Oil Futures End Below $40 a Barrel

Oil futures ended below $40 a barrel on Wednesday after U.S. government data revealed a sixth straight weekly climb in crude supplies that was about three times higher than the market expected.

Gasoline supplies dropped and demand remained strong, hinting at the potential for a rise in appetite for crude to increase gas inventories.

May West Texas Intermediate crude settled at $39.79 a barrel, down $1.66 or 4%, on the New York Mercantile Exchange. It was trading at $40.55 before the supply data.

May Brent crude on London’s ICE Futures exchange fell $1.32 or 3.2%, to $40.47 a barrel, pulling back Tuesday’s settlement, which was the highest since December 4.

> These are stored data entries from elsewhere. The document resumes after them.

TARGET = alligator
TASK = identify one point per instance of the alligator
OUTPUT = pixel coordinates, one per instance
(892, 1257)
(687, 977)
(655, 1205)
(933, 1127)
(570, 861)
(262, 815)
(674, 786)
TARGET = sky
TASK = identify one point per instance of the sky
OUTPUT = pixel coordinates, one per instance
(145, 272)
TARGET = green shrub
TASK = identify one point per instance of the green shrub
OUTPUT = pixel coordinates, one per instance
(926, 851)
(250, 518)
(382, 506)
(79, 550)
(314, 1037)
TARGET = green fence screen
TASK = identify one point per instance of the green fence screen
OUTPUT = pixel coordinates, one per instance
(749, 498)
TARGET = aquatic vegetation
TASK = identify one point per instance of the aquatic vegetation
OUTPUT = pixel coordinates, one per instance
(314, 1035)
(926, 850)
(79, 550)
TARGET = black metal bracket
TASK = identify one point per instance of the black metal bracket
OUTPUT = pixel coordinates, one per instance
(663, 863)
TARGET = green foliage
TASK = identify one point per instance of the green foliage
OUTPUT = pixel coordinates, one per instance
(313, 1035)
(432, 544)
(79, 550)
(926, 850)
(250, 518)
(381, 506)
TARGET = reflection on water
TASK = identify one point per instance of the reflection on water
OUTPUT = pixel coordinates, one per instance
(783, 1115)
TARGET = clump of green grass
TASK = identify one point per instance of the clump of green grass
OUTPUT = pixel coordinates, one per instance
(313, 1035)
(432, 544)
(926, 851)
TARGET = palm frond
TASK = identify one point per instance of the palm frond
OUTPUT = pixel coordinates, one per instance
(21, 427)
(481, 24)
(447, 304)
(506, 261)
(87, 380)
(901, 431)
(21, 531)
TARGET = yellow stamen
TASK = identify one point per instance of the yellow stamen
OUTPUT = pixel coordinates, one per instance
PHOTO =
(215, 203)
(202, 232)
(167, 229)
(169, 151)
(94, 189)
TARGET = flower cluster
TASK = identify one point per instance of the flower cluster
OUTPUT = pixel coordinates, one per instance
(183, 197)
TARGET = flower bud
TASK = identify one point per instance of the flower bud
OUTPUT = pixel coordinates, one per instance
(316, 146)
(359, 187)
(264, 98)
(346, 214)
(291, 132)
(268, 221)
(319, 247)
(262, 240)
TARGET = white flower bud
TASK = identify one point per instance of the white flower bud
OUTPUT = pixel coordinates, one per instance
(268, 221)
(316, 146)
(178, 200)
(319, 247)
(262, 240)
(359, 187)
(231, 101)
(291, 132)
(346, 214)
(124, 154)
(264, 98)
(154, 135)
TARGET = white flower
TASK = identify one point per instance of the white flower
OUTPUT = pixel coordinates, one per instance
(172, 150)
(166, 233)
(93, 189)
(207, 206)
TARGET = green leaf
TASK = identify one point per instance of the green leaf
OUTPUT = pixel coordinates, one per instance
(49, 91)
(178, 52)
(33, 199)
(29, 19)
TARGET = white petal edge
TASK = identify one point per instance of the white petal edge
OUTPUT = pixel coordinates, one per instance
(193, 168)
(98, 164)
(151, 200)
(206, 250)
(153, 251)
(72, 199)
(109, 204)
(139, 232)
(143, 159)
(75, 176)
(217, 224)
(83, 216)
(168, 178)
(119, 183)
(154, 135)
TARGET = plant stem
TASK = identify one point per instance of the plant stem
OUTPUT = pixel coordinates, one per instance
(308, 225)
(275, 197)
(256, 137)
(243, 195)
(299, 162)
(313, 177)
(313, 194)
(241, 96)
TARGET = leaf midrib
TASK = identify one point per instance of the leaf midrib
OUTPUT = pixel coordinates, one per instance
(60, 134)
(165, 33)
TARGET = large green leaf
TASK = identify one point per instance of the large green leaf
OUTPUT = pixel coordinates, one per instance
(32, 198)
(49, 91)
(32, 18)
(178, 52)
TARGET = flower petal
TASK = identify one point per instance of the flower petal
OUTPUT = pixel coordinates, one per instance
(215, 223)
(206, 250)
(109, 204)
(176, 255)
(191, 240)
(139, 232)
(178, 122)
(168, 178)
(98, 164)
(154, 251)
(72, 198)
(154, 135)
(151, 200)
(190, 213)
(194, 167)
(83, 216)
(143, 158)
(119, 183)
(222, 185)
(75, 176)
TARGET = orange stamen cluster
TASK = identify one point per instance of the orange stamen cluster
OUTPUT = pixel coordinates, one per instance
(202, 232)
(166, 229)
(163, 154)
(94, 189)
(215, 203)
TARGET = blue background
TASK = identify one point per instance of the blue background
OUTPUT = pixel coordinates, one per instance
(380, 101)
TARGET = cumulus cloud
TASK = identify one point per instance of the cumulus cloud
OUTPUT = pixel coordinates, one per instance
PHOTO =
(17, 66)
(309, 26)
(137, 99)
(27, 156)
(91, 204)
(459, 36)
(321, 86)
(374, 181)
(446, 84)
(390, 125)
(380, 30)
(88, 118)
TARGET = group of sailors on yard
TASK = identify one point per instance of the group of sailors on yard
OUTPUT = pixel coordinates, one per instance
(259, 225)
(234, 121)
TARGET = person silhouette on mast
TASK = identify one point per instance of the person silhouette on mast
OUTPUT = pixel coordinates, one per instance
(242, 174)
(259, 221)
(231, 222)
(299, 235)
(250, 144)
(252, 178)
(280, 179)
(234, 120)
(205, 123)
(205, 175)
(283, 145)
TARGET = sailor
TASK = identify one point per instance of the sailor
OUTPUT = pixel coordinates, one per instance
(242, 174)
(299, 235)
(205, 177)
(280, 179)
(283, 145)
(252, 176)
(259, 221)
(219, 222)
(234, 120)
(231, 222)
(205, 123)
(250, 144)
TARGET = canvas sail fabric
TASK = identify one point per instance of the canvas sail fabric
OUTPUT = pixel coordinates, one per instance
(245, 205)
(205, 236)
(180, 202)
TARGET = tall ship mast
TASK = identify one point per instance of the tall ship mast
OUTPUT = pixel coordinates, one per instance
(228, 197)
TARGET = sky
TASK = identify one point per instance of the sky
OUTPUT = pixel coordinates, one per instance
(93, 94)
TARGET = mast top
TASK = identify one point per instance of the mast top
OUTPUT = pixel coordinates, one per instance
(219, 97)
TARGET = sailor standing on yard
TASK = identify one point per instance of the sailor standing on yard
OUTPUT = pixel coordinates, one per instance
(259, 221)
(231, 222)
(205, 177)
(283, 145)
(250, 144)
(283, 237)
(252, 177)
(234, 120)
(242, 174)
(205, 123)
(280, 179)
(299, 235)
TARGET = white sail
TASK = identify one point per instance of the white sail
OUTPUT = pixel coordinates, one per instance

The U.S. Energy Information Administration on Wednesday reported a 9.4 million barrel jump in crude oil supplies to 532.5 million for the week ended March 18. Crude supplies have now posted increases in each of the last six weeks, based on EIA figures.

Gasoline supplies dropped by 4.6 million barrels, while stockpiles edged up by 900,000 barrels last week, according to the EIA.

The EIA data reflected that crude oil stocks total 280 million barrels at the Gulf Coast region, up from 271 million a week earlier. Total domestic oil production edged down by 30,000 barrels to 9.038 million barrels a day in the latest week.

Over the last four weeks, total motor gasoline product supplied was up 7% compared with the same time last year, averaging about 9.4 million barrels a day.

April natural gas settled down by 6.9 cents, or 3.7%, at $1.794 per million British thermal units, as the market expects a report Thursday to show the first weekly increase this year for U.S. natural gas stockpiles.